Lucy Gitonga1, 2, Esther Kahangi2, Anne Muigai3, Kamau Ngamau2, Simon Gichuki4, Wilson Cheluget1 and Simon Wepukhulu1
  1Kenya Agricultural Research Institute, National Horticultural Research Center, P. O. box 01000- 220, Thika, Kenya. 2Department of Horticulture, Jomo Kenyatta University of Agriculture and Technology, P. O. Box 00200-62000, Nairobi, Kenya. 3Department of Botany, Jomo Kenyatta University of Agriculture and Technology, P. O. Box 00200-62000, Nairobi, Kenya. 4Kenya Agricultural Research Institute, Biotechnology Center, P. O. Box 00200-57811, Nairobi, Kenya.
Email: [email protected]

  •  Accepted: 16 September 2008
  •  Published: 30 September 2008

Abstract

The ability to identify genetic variation is indispensable to effective management and use of genetic resources.
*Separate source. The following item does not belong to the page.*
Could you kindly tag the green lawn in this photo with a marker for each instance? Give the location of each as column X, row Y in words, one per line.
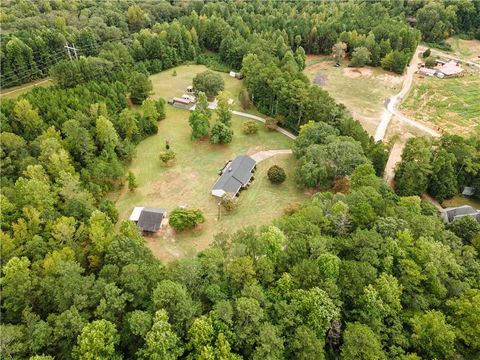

Morphological traits are among the earliest markers used in germplasm characterization and management. Leaf and fruit morphological characteristics were recorded for 23 cultivars of Macadamia using a sample of 30 for each trait and replicated three times. The analysis of variance revealed significant differences in leaf length, width, petiole length and leaf marginal serrations. Significant differences were also revealed in fruit cluster length, number of fruits per cluster, fruit length but not fruit width. Cluster analysis using R statistics grouped the accessions into three major clusters referring to the two cultivated Macadamia species; Macadamia integrifolia and Macadamia tetraphylladisplaying the highest dissimilarity, and the hybrids at the intermediate position. These markers are found to be reliable in distinguishing between the macadamia cultivars in Kenya. Among the markers, leaf petiole and marginal serrations are easily assessable and possible to use in distinguishing between the species.

 

Key words: Genetic diversity, macadamia germplasm, morphological markers, cluster analysis.